The new agreement would raise the regional value requirement to 75%. As a result, U.S. auto manufacturers could be forced to pay tariffs on cars assembled in Mexico from mostly American parts because the vehicle also includes Japanese computer chips and steel smelted in Europe. The consequence of strict rules of origin is to reduce the ability of American companies to develop efficient supply chains and require them to devote significant resources toward ensuring compliance with government mandates.
The Trump administration has threatened to increase existing non-NAFTA auto tariffs from 2.5% to 25% in order to prevent automakers from simply absorbing the cost of the tariff rather than alter their supply chains to meet uneconomical rules of origin.
The Fact Sheet’s discussion of Digital Trade mentions a number of issues—including e-signatures, privacy, spam, source code disclosure, and algorithm transparency—that were also addressed in the TPP. Curiously, the Fact Sheet only mentions data localization and cross-border data flows in a section about financial services, not among its digital trade provisions.
One possible reason for discussing data rules as a financial services issue is that the TPP contained a special exception allowing financial regulators to force companies to store certain data in the United States. This proved controversial due to concern that such an exception could be abused by other governments for protectionist purposes. The Trump administration probably wants to assure financial services providers that it has addressed their concerns, and so USTR is including the issue in that section of its Fact Sheet.
Another possible reason why free flow of data is hidden in the financial services discussion, despite being a major U.S. demand, may be that the President doesn’t like the companies that are supposed to benefit from those rules–companies like Amazon, Google, Facebook, and Apple. If I were Trump’s USTR, I would certainly downplay any actions that could be seen as an attempt to further the interests of these particular stakeholders.
This could also explain why the Fact Sheet touts an agreed increase in Mexico’s de minimis shipment value (allowing small shipments to enter without customs procedures) without ever mentioning how raising that level will benefit U.S. e-commerce companies.
The Fact Sheet also makes no mention of copyright exceptions and limitations. The TPP included a unique provision encouraging countries to allow fair use or similar copyright exceptions. The absence of any mention of that provision in the Fact Sheet may mean that USTR has dropped that entirely from its demands, or it may simply mean that USTR does not wish to highlight its efforts on behalf of internet companies.
Similarly, there is no mention in the Fact Sheet of whether or how the agreement requires countries to limit internet companies’ liability for user conduct.
Whatever the reason, USTR’s restrained approach to cross-border data flows is worrisome.
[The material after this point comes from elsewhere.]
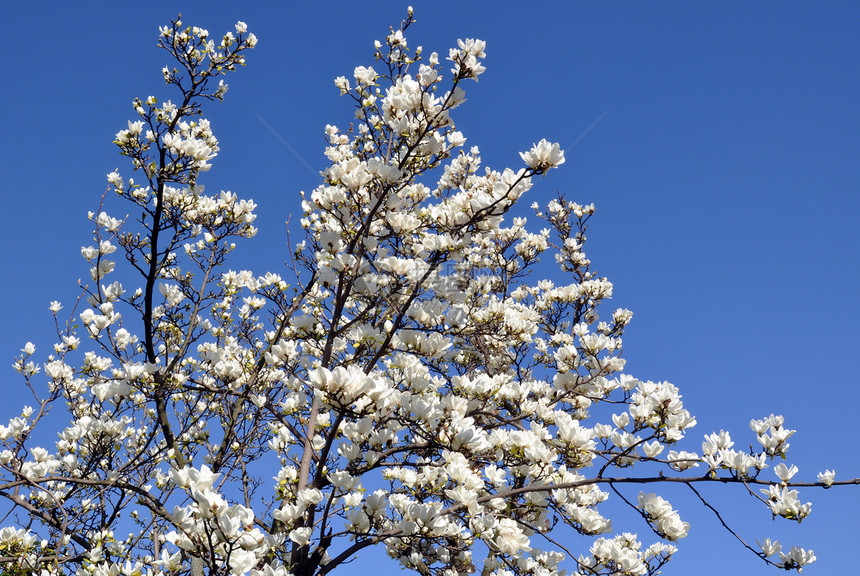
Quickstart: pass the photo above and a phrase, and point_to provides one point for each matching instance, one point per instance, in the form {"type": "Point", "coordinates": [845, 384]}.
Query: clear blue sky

Trade rules for the digital economy will only become more and more important over the next few decades, and the United States ought to play a leading role in shaping those rules.
With rising countries like China using digital industrial policy to protect and promote domestic internet services and lackluster resistance from Europeans obsessed with privacy protection, the future of digital free trade will depend on active and consistent involvement by the United States in shaping trade rules for data flows.
Based on the announcements from USTR about the agreement with Mexico, it appears NAFTA 2.0 will restrict North American trade in some politically sensitive areas like autos while mimicking the rules of the TPP with some unhelpful adjustments.